The trading officer was concerned by a group that was burning the free Mozilla Browser on CDs and selling it. She was expecting Gervase to object to their scheme; but he didn't and “wrote back, politely explaining the principles of copyleft – that the software was free, both as in speech and as in price, and that people copying and redistributing it was a feature, not a bug. I said that selling verbatim copies of Firefox on physical media was absolutely fine with us,..."
Wide distribution is “the gold" for copyleft products and creative distribution is useful for promoting the products. This gives me an idea for non-profits. Why not let non-profits package up useful free software and sell it on CDs as a fund raising idea. Getting useful software compiled on a CD is a nice backup to downloading and if they were to write useful manuals about how to use the software they have then added in that value added component ala the Red Hat model.
There are many magazines that do this (Maximum PC, Personal Computer World, PC Utilities, PC Advisor, Computer Music) so why not needy organizations?
The non-profits could also promote their cause through providing information on their services on the CD. This could of course be done on-line as well, but somehow the package idea seems more appealing to me and I think the product feel of it would work better.
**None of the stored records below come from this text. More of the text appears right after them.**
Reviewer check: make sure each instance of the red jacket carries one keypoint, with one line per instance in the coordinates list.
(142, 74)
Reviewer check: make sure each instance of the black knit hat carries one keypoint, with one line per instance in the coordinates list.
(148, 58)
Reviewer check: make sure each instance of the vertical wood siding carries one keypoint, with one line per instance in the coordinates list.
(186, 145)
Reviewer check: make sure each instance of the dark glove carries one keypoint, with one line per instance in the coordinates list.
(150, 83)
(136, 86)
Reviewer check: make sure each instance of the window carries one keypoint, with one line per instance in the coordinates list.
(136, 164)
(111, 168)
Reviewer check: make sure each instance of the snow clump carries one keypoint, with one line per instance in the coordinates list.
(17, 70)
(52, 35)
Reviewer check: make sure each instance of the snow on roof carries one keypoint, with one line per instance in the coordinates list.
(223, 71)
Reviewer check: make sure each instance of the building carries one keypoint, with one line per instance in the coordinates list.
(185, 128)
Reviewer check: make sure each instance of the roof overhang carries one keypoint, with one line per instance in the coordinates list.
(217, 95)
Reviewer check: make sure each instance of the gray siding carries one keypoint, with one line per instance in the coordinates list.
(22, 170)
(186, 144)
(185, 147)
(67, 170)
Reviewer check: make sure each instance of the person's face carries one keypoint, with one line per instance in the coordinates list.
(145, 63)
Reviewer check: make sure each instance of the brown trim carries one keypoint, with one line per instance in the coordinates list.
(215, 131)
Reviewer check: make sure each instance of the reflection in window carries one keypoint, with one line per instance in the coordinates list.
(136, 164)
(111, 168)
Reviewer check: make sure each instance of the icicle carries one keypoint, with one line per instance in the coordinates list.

Compiled packages could be oriented to specific user groups, like children, various non-profits, seniors, newbies, sports teams, etc.
For example: A disc with the following might be quite useful for a small school that, who knows,...may even run Bingos for fund raising. This is a quick sample, but you get the idea.
- Bingo-cards is a virtual bingo tumbler.
- Class is a student scheduling and reporting system.
- Emilda is a complete Integrated Library System.
- SchoolTool is a project to develop a common global school administration infrastructure.
- OpenGrade is software for teachers to keep track of grades.
- GCompris is an educational software which propose different activities to children from 2 to 10 years old.
- Tux Typing is an educational typing tutor for children. It features several different types of gameplay, at a variety of difficulty levels.
This idea is not unlike Ubuntu's use of Synaptic Package Manager or Automatix but a little more user specific and user friendly.
Why would I purchase one of these discs? To help a non-profit raise funds, not through donations, but through social entrepreneurship. Someone else will have done the work to find this software and there is value in organizing information after all. Saves me time.